Decreasing relevance in a RESTful world, but invaluable to SOAP users
May 01, 2018

Decreasing relevance in a RESTful world, but invaluable to SOAP users

Sean Worle | TrustRadius Reviewer
Score 9 out of 10
Vetted Review
Verified User

Software Version

SoapUI Pro New license

Overall Satisfaction with SoapUI NG Pro

SoapUI is used primarily by developers looking to connect to and develop against our suite of enterprise services. It makes testing and discovery easy for them. Additionally, our services developers use SoapUI to test and support the services they write. Without having to write any code, the structure of services can be quickly examined, and specific use cases tested. When the code is not behaving as expected, running a quick request in SoapUI is often the fastest way to narrow down the source of the problem.
  • Quickly and easily discover and connect to service endpoints
  • Create and save test requests for easy re-use
  • Immediate "is the service up and responding" checks.
  • The UI is written in Java, and as such sometimes behaves in unexpected ways - ways that a native Windows UI would not.
  • Startup time can often be painfully slow. Once the program is running, it performs well, but starting up can sometimes take nearly a full minute. I believe this is also due to having been written in Java.
  • I used to consistently get errors about not having enough memory for the program to start up (in spite of having far more memory than it will ever need in my machine).
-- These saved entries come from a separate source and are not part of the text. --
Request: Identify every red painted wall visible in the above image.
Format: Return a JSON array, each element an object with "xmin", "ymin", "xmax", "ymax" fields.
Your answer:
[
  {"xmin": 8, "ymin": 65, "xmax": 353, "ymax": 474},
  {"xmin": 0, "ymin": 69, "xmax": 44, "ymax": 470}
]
I solved the problem by manually tweaking the startup script to allocate more memory to the Java Runtime Engine. However, this solution seems to have exacerbated the slow startup time I mentioned above.
  • SoapUI has been an invaluable addition to our development and testing toolkit. If something like it did not exist, we would likely have tried to write something ourselves.
While SoapUI can be used to access REST-style HTTP services, there are other tools that are better suited for this task. As its name suggests, where SoapUI shines is accessing and testing SOAP services. We still find this to be very useful, as we still have a number of SOAP services to maintain. Unfortunately, this will likely become less relevant as time goes on. The industry has clearly moved towards HTTP RESTful services.